I wouldn't expect to play Pathfinder Online for free either. Last few years, they haven't let me know what is going on though, and no one there asked for my help either.
Blackmoor grew from a single Castle to include, first, several adjacent Castles (with the forces of Evil lying just off the edge of the world to an entire Northern Province of the Castle and Crusade Society's Great Kingdom.

~ Dave Arneson

Ulairi

Quote from: Omega;853236Yes. It apparently did come out in some small release. I am pretty sure one of my players had a copy. But might be mixing it up with the un-related MMO.

re-found it. Rifts: Promise of Power for the N-Gage in 2005. What the heck is an N-Gage?

it was Nokia's phone/game system that came out a few years too early.

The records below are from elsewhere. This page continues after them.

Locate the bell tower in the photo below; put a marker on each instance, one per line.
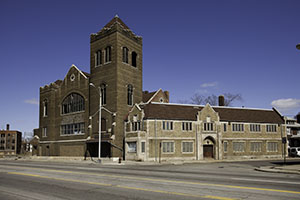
(116, 67)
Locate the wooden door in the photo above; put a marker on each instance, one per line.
(208, 151)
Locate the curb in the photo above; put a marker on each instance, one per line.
(275, 170)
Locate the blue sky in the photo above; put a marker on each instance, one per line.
(209, 47)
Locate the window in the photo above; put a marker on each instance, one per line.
(255, 146)
(125, 54)
(143, 145)
(186, 126)
(272, 147)
(208, 126)
(238, 127)
(136, 126)
(73, 103)
(98, 58)
(44, 132)
(108, 54)
(271, 128)
(133, 59)
(45, 108)
(72, 129)
(238, 146)
(225, 146)
(167, 125)
(103, 93)
(129, 95)
(254, 127)
(187, 147)
(131, 147)
(168, 147)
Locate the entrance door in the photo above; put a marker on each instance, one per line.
(94, 146)
(208, 151)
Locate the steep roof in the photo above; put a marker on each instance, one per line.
(189, 112)
(116, 19)
(148, 95)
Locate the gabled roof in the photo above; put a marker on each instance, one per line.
(116, 19)
(148, 95)
(230, 114)
(84, 74)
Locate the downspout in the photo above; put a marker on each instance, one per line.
(197, 153)
(155, 149)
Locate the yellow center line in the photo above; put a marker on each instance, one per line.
(123, 187)
(167, 181)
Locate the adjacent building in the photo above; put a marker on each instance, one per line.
(164, 131)
(142, 125)
(10, 141)
(293, 131)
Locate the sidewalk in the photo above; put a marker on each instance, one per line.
(288, 169)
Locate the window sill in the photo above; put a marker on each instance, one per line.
(72, 113)
(73, 135)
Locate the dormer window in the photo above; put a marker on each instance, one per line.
(98, 58)
(133, 59)
(125, 54)
(108, 54)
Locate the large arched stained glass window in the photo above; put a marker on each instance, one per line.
(129, 94)
(73, 103)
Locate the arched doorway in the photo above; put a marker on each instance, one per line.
(208, 148)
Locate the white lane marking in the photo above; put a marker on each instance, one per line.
(262, 180)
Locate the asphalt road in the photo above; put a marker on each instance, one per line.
(235, 180)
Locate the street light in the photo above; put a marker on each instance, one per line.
(99, 131)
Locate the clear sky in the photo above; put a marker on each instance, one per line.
(209, 47)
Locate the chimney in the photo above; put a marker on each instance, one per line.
(221, 100)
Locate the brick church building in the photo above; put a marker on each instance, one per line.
(142, 125)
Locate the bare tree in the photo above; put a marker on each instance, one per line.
(229, 98)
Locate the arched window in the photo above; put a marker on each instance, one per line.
(73, 103)
(45, 108)
(103, 124)
(108, 54)
(129, 94)
(133, 59)
(103, 93)
(98, 58)
(125, 54)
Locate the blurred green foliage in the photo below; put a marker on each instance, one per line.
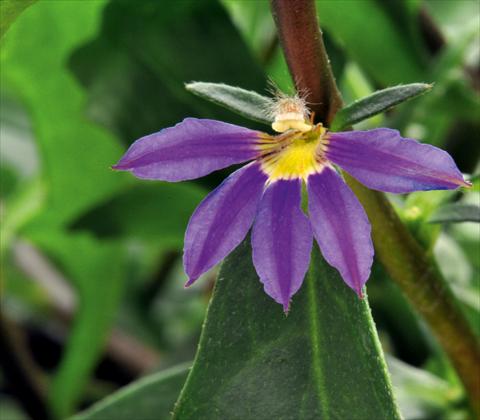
(82, 80)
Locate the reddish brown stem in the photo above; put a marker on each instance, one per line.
(306, 57)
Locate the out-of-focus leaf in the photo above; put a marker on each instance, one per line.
(25, 204)
(150, 398)
(135, 91)
(460, 269)
(10, 10)
(75, 155)
(255, 23)
(456, 213)
(244, 102)
(376, 103)
(155, 212)
(397, 62)
(322, 361)
(420, 394)
(417, 210)
(97, 270)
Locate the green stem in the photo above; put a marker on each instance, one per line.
(403, 258)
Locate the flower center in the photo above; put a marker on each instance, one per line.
(293, 154)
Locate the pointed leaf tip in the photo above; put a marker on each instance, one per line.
(376, 103)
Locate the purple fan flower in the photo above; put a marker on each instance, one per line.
(267, 191)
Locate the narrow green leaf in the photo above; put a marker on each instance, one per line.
(10, 10)
(244, 102)
(456, 213)
(376, 103)
(150, 398)
(321, 361)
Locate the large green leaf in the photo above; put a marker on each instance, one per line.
(154, 212)
(75, 154)
(136, 91)
(150, 398)
(322, 361)
(97, 271)
(10, 10)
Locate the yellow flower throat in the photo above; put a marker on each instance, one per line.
(294, 153)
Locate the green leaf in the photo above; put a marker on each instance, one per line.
(456, 213)
(97, 271)
(75, 154)
(150, 398)
(10, 10)
(397, 62)
(244, 102)
(322, 361)
(380, 101)
(153, 212)
(135, 91)
(421, 395)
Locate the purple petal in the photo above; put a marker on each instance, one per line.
(282, 241)
(340, 227)
(191, 149)
(384, 161)
(222, 220)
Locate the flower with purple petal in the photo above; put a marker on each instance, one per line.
(267, 191)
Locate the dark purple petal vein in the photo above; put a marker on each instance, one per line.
(222, 220)
(341, 227)
(191, 149)
(282, 241)
(383, 160)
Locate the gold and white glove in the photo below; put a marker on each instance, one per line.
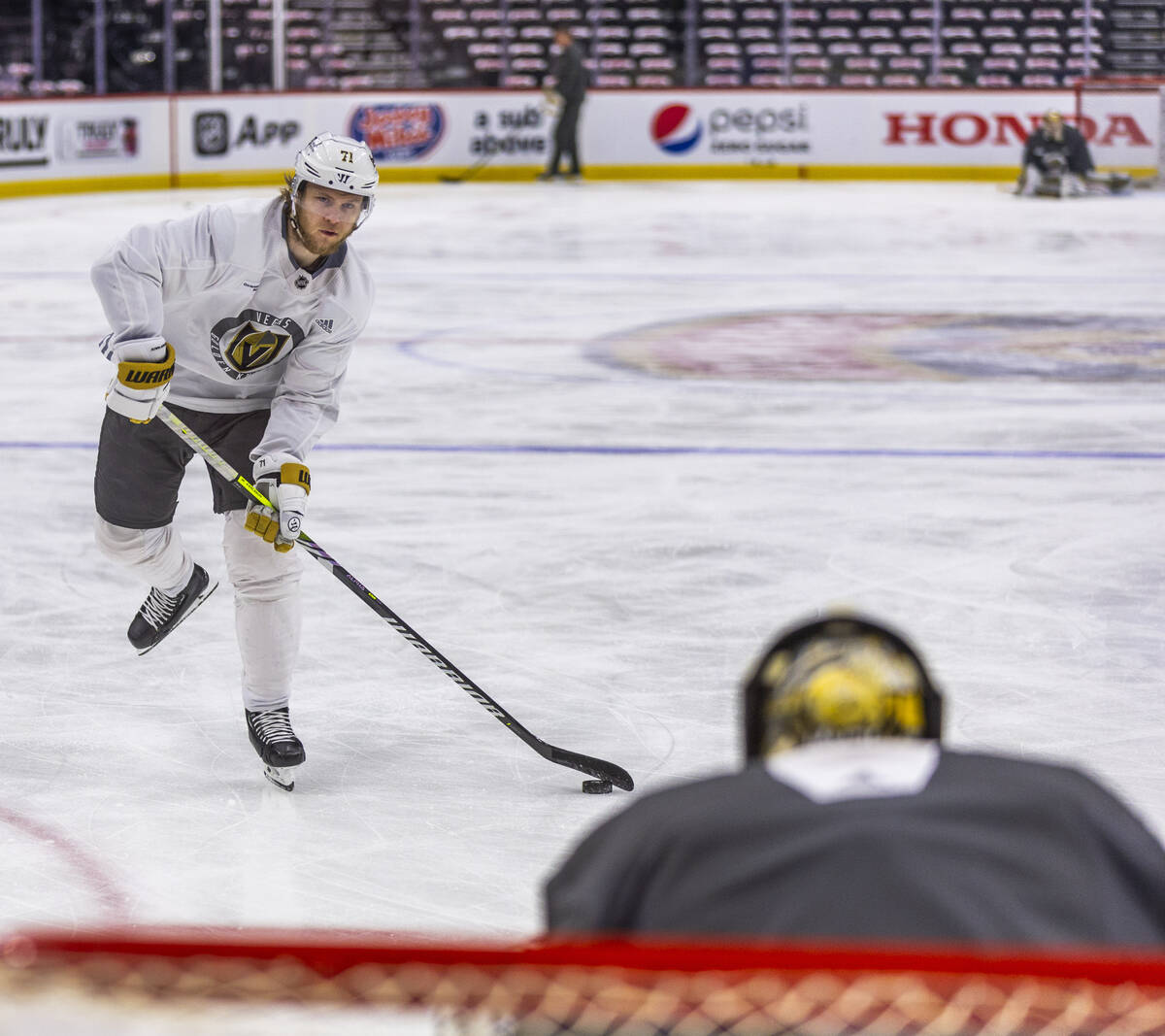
(140, 385)
(285, 483)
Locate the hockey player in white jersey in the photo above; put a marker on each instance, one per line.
(244, 321)
(851, 820)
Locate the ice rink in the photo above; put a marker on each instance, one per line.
(598, 444)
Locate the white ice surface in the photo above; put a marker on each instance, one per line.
(600, 548)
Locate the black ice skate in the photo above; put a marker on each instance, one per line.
(277, 744)
(161, 613)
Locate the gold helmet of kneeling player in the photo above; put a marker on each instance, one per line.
(838, 677)
(1053, 123)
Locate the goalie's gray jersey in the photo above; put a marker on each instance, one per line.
(250, 329)
(954, 848)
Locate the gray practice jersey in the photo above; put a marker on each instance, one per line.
(250, 330)
(960, 848)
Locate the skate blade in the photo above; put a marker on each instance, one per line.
(210, 588)
(283, 778)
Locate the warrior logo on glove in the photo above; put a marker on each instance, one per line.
(285, 483)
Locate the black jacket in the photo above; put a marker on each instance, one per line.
(991, 850)
(570, 74)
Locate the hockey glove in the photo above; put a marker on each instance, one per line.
(140, 385)
(283, 481)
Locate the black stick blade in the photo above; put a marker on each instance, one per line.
(598, 768)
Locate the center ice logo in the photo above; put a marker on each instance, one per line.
(676, 129)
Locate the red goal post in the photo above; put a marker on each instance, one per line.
(1088, 88)
(291, 983)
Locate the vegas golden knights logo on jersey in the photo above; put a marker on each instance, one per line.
(253, 348)
(253, 341)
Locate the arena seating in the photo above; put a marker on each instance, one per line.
(393, 45)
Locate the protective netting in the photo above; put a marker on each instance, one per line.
(169, 984)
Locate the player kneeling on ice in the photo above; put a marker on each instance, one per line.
(850, 820)
(245, 319)
(1057, 163)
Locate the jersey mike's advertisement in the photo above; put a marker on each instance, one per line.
(205, 140)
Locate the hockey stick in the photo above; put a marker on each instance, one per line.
(598, 768)
(466, 174)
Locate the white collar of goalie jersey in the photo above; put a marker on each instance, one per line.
(856, 767)
(296, 274)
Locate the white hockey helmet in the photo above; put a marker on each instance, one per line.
(341, 163)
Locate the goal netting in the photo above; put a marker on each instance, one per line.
(1123, 117)
(290, 984)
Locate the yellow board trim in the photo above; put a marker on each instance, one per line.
(274, 179)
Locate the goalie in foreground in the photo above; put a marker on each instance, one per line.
(850, 820)
(246, 319)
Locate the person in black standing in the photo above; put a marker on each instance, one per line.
(570, 77)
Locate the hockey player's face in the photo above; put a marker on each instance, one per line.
(326, 218)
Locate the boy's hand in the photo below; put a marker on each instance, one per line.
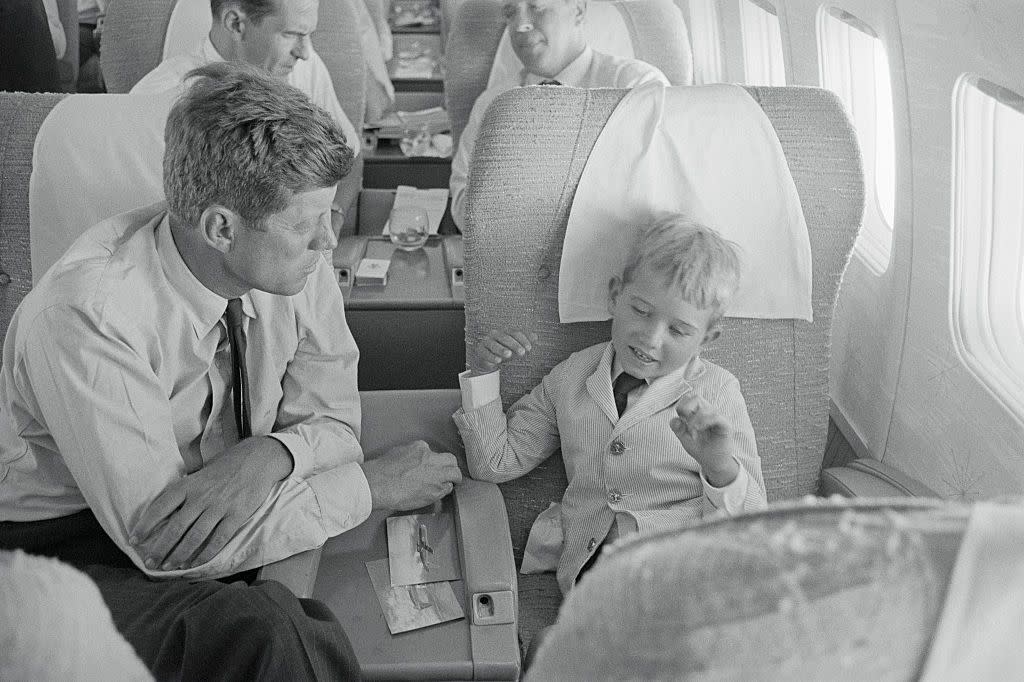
(708, 436)
(497, 347)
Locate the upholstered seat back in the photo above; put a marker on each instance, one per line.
(20, 116)
(530, 153)
(656, 30)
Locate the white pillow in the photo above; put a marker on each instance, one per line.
(188, 25)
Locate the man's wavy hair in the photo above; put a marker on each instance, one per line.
(254, 9)
(693, 258)
(247, 140)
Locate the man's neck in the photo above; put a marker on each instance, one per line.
(222, 42)
(196, 257)
(571, 55)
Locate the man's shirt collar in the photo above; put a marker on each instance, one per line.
(573, 75)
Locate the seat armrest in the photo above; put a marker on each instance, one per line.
(395, 417)
(869, 478)
(297, 572)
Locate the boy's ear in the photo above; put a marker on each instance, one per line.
(581, 11)
(218, 226)
(713, 333)
(614, 287)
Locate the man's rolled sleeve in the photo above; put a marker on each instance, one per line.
(343, 496)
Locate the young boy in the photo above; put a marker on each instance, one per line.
(651, 435)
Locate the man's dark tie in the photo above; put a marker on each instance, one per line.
(240, 379)
(625, 383)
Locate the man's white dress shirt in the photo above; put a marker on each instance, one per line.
(590, 70)
(114, 385)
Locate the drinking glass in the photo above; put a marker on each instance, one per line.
(409, 227)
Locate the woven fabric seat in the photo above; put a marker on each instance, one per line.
(133, 44)
(530, 153)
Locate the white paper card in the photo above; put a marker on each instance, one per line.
(412, 606)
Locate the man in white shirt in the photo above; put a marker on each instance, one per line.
(548, 37)
(273, 35)
(178, 395)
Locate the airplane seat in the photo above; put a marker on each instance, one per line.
(656, 34)
(134, 37)
(20, 116)
(515, 223)
(811, 591)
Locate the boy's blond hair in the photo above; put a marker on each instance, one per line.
(692, 257)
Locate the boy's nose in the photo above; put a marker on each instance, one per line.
(521, 19)
(301, 50)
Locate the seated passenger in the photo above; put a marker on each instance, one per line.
(270, 34)
(178, 395)
(651, 435)
(548, 37)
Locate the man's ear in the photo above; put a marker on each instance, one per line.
(713, 333)
(614, 288)
(219, 225)
(235, 20)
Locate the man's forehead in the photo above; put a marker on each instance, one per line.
(313, 200)
(297, 14)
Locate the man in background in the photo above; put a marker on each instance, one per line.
(273, 35)
(548, 37)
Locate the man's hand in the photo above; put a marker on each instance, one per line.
(708, 437)
(194, 517)
(499, 346)
(411, 476)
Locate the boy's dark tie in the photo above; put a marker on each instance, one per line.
(621, 389)
(240, 379)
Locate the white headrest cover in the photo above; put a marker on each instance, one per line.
(95, 156)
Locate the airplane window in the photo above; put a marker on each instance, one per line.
(706, 41)
(763, 62)
(854, 65)
(988, 241)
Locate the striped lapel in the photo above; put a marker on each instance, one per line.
(662, 393)
(599, 386)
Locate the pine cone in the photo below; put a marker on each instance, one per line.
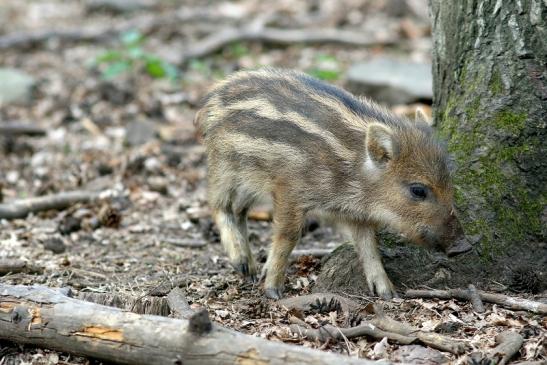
(322, 306)
(110, 216)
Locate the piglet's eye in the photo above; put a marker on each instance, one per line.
(418, 191)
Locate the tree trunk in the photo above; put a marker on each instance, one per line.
(490, 104)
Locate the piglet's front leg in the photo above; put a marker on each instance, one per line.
(364, 237)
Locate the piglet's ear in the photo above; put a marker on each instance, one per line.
(381, 144)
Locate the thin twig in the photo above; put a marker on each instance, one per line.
(500, 299)
(224, 37)
(18, 129)
(145, 25)
(329, 331)
(13, 266)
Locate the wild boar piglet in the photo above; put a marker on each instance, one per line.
(317, 149)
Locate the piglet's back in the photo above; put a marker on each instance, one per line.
(287, 116)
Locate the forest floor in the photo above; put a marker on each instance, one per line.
(133, 135)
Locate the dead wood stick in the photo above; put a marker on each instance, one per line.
(178, 304)
(430, 339)
(44, 317)
(14, 266)
(218, 40)
(144, 25)
(18, 129)
(185, 242)
(306, 302)
(509, 344)
(22, 208)
(475, 299)
(500, 299)
(141, 305)
(367, 329)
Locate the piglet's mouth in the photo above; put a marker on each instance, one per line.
(461, 245)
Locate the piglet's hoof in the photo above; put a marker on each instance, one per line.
(382, 286)
(247, 271)
(273, 293)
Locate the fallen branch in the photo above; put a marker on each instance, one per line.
(431, 339)
(144, 25)
(142, 305)
(222, 38)
(367, 329)
(45, 317)
(22, 208)
(308, 302)
(508, 344)
(14, 266)
(500, 299)
(18, 129)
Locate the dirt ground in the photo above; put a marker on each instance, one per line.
(159, 177)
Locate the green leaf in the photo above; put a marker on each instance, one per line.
(327, 75)
(154, 67)
(238, 50)
(135, 52)
(131, 37)
(159, 68)
(115, 69)
(109, 56)
(171, 71)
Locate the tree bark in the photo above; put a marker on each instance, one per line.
(490, 103)
(46, 317)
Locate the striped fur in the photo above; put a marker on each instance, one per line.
(316, 148)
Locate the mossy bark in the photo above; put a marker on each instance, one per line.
(490, 104)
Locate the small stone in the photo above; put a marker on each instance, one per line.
(54, 244)
(152, 164)
(139, 132)
(110, 216)
(391, 81)
(158, 184)
(69, 224)
(15, 86)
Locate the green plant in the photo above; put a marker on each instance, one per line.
(325, 67)
(129, 55)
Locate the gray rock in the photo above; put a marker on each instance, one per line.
(15, 86)
(139, 132)
(391, 81)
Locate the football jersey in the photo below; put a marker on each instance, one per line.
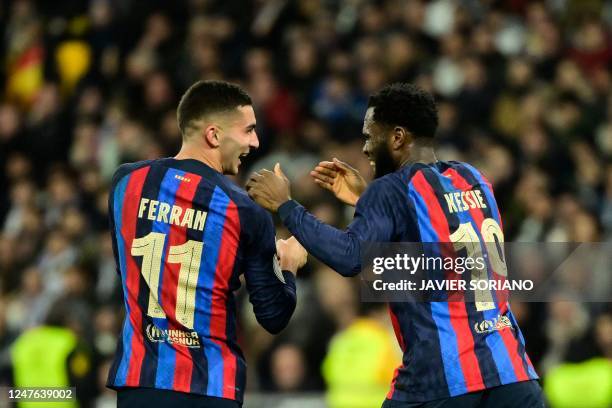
(182, 235)
(445, 352)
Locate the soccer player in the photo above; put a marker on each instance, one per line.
(448, 360)
(183, 233)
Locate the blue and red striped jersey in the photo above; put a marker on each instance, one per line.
(444, 352)
(182, 235)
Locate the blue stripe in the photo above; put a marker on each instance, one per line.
(439, 310)
(493, 340)
(530, 369)
(166, 360)
(213, 232)
(487, 191)
(127, 333)
(506, 378)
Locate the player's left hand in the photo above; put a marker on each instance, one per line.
(269, 189)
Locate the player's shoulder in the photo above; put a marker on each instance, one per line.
(470, 173)
(128, 168)
(247, 207)
(389, 186)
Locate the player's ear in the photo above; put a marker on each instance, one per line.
(401, 137)
(211, 135)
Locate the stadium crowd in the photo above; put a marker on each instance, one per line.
(524, 91)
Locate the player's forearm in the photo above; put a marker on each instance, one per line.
(274, 307)
(337, 249)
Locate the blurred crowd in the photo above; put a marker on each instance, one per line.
(524, 90)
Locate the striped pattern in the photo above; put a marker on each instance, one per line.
(469, 361)
(214, 368)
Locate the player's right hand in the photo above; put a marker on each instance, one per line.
(291, 253)
(341, 179)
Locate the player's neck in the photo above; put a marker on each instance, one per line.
(190, 152)
(419, 154)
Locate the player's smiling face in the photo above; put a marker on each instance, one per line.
(238, 138)
(376, 146)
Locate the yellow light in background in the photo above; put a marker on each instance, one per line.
(73, 59)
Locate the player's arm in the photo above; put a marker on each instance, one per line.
(340, 178)
(270, 281)
(339, 249)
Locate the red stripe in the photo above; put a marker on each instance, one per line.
(392, 389)
(396, 329)
(223, 274)
(177, 236)
(457, 309)
(507, 336)
(131, 200)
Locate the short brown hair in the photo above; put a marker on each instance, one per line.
(209, 97)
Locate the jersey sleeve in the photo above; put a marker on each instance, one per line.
(271, 291)
(374, 221)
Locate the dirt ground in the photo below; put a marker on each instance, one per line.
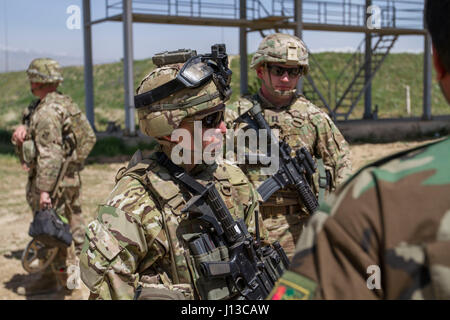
(98, 180)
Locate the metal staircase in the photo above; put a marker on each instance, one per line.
(350, 86)
(317, 88)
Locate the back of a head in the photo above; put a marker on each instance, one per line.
(437, 13)
(45, 70)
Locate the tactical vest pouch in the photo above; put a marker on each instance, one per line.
(49, 229)
(28, 152)
(152, 293)
(201, 250)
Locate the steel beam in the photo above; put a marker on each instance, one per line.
(243, 49)
(128, 67)
(88, 64)
(256, 25)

I worked on the Rifts game and I still have my copy of the goldmaster cart. It is a really good game just on the wrong system.

Spinachcat

I am sorry for all the Pathfinder fans. I think PF suxxors, but I know people who were all excited to play the MMO and invested in the KS and this news is gonna crap their weekend.

Quote from: Orphan81;853172Fuck me, I'm just flat out wrong... but in my defense I'm suffering from some extreme insomina at the moment.

Holy shit! You've just admitted to being wrong...ON THE INTERNET!!! That's just not done! Get some sleep!